# UK Researcher wins world-famous science prize.



## ferrelhadley (Sep 30, 2011)

> Physiology Prize: Anna Wilkinson, from the University of Lincoln, and colleagues for their study in the journal Current Zoology titled "No Evidence of Contagious Yawning in the Red-Footed Tortoise".


Link


----------



## dylanredefined (Sep 30, 2011)

The ig noble prize. I never even knew there was a red footed tortoise let alone if they were subject to contagious yawning .


----------



## dilute micro (Sep 30, 2011)

How much money do you think this tidbit of knowledge costed?


----------



## Cid (Sep 30, 2011)

For findings this significant? Who gives a shit.


----------



## ferrelhadley (Oct 3, 2011)

While I did enjoy a laugh at it, when you look at the larger body of her work you can see how this fits into genuine science.

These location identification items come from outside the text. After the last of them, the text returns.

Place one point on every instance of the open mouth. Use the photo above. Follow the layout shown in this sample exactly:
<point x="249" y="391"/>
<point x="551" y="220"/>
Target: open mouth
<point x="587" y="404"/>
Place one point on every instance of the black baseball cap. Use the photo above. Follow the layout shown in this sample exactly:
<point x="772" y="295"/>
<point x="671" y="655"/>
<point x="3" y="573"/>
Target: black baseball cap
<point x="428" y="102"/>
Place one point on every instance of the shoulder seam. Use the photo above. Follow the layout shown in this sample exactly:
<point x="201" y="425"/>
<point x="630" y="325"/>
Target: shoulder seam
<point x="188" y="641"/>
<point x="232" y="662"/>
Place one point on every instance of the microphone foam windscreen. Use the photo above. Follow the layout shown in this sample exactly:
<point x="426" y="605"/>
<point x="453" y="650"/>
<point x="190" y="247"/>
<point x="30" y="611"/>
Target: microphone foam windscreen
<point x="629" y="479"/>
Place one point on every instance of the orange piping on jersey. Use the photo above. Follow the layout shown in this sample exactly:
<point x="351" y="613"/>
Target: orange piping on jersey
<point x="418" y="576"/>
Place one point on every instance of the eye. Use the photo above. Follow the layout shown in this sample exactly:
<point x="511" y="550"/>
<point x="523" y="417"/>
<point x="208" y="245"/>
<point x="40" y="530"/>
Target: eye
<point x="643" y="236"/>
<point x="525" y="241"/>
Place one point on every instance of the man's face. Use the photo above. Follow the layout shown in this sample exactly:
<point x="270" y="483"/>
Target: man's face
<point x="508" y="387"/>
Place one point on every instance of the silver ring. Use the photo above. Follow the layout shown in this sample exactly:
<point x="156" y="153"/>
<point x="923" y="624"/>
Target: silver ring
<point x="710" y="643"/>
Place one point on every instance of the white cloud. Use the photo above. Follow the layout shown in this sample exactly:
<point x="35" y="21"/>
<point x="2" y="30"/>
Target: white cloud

> *Blair, C. A. J., Wilkinson, A., & Hall, G*. (2004). Assessments of changes in the effective salience of stimulus elements as a result of stimulus preexposure. Journal of Experimental Psychology: Animal Behavior Processes, 30, 317-24.
> *Kirkpatrick, K., Wilkinson, A., & Johnston, S*. (2007). Pigeons discriminate continuous vs. discontinuous line segments. Journal of Experimental Psychology: Animal Behavior Processes, 33, 273-286.
> *Wilkinson, A., Chan, H. M., & Hall, G*. (2007). A study of spatial learning and memory in the tortoise (Geochelone carbonaria). Journal of Comparative Psychology, 121, 412-418.
> *Huber, L., & Wilkinson, A*. (2009). The evolutionary approach to perception. In B. Goldstein (Ed.) Encyclopedia of Perception. London: SAGE.
> ...


Its part of slowly understanding how brains work. Its unloved work like this that helps build the broader knowledge base that the next big break throughs come from.

http://www.lincoln.ac.uk/dbs/staff/2783.asp

Her research is described here
http://cogbio.univie.ac.at/labs/cold-blooded-cognition-lab/


----------